The Theravada Abhidhamma by Y. Karunadasa

The Theravada Abhidhamma by Y. Karunadasa

Author:Y. Karunadasa
Language: eng
Format: epub
Publisher: Wisdom Publications


Faculties of Sex

There are two faculties of sex: the faculty of femininity and the faculty of masculinity. The first as defined in the Dhammasaṅgaṇi is the physical appearance, marks, traits, and deportment peculiar to a female, or the state of femininity (ittthatta, itthibhāva). Likewise, the second is the physical appearance and so on peculiar to a male, or the state of masculinity (purisatta, purisabhāva).757

Elaborating on these differences, the commentary observes:

The shape of a woman’s hands, feet, neck, breast, and so on is not like that of a man’s.
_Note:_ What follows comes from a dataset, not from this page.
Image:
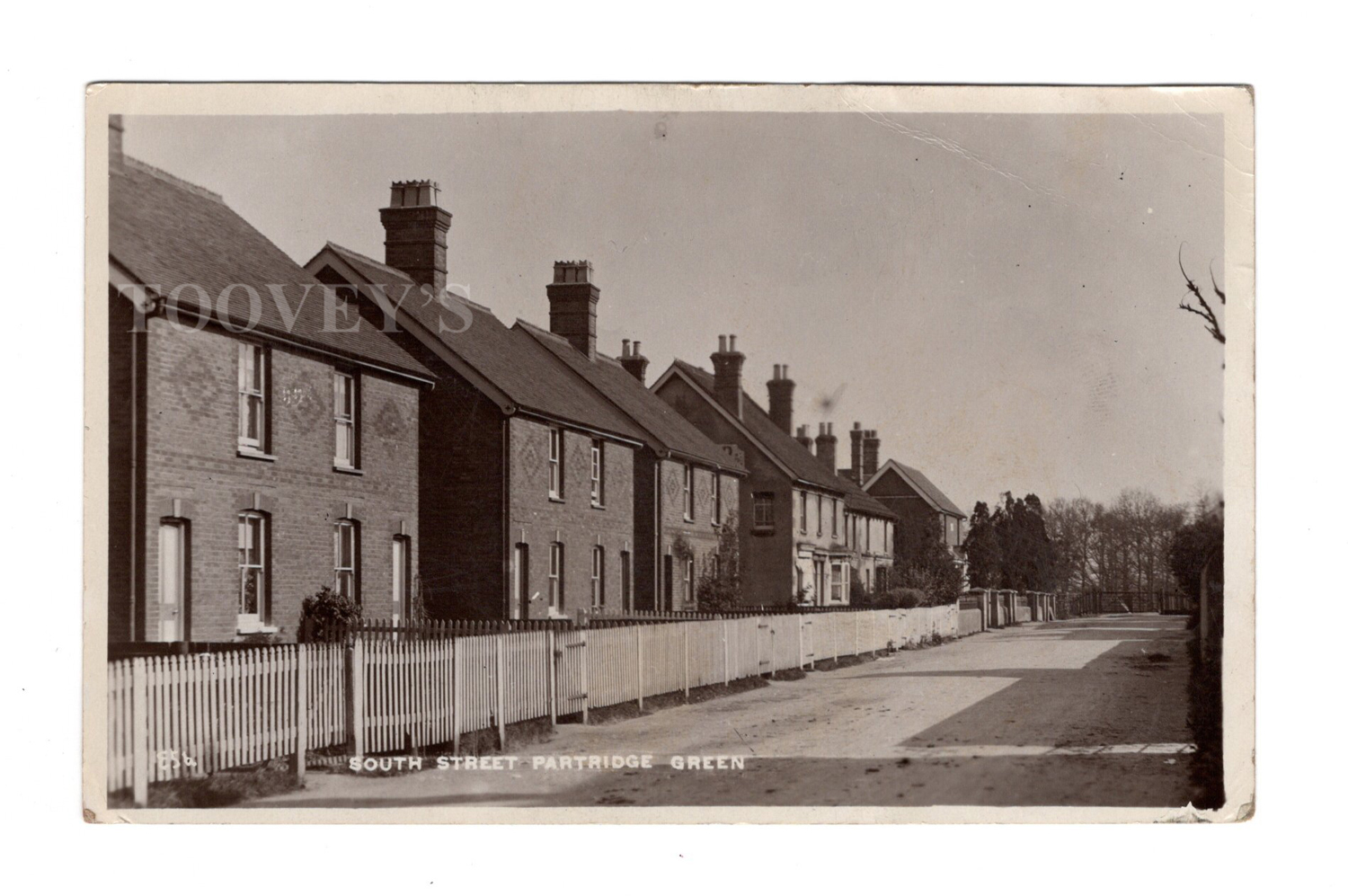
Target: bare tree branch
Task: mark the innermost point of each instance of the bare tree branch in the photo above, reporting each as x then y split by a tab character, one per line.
1208	315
The lower body of the female is broad, the upper body is less broad. The hands and feet are small, the mouth is small. The female breast is prominent. The face is without beard or moustache. The dressing of the hair, the weaving of clothes, are also unlike those of a man’s. The masculine features are just the opposite. For the shape of the hands, feet, neck, breast, and so on of a man is unlike the shape of those of a woman. For a man’s upper body is broad, the lower body is less broad, the hands and feet are large, the face is large, the breast flesh is less full; beard and moustache grow.758

Then there are differences as to habits and deportment: “Thus in youth women play with tiny shallow baskets, pestles and mortars, variegated dolls, and weave string with clay fibre. There is a want of assertion in women’s walking, standing, lying down, sitting, eating, and swallowing. Indeed, when a man of that description is seen, folk say: ‘He walks, stands, and so on, like a woman.’ In the case of men there is a marked difference. In youth they play with chariots and ploughs, and so on, make sand banks and dig ponds. There is assertion in their walking, and so on. When a woman is seen taking long strides, and so on, folk say: ‘She walks like a man.’”759

Although the Dhammasaṅgaṇi defines the two faculties to mean the physical features and so on that are peculiar to women and men, the commentary takes a somewhat different position. It says that physical features and so on are not the two faculties. They are what result from them as their causes. Just as a tree grows because of a seed, replete with twigs and branches, even so because of the faculty of femininity there come into being such physical features and so on as are peculiar to a female. With necessary changes this observation applies to the faculty of masculinity as well.760 Thus the “that” (yaṃ) of the Dhammasaṅgaṇi is in its commentary understood as “that through which” (yena).761

According to the commentary the faculty of femininity/masculinity is spread all over the physical body (sakala-sarīra-byāpaka) as the faculty of touch is.762 As to their relative position, it is not correct to say that the faculty of femininity/masculinity is either “located in the space where the organ of touch is located” or “located in the space where that is not located.”763 Both are diffused all over the physical body, yet one is not an aspect of the other.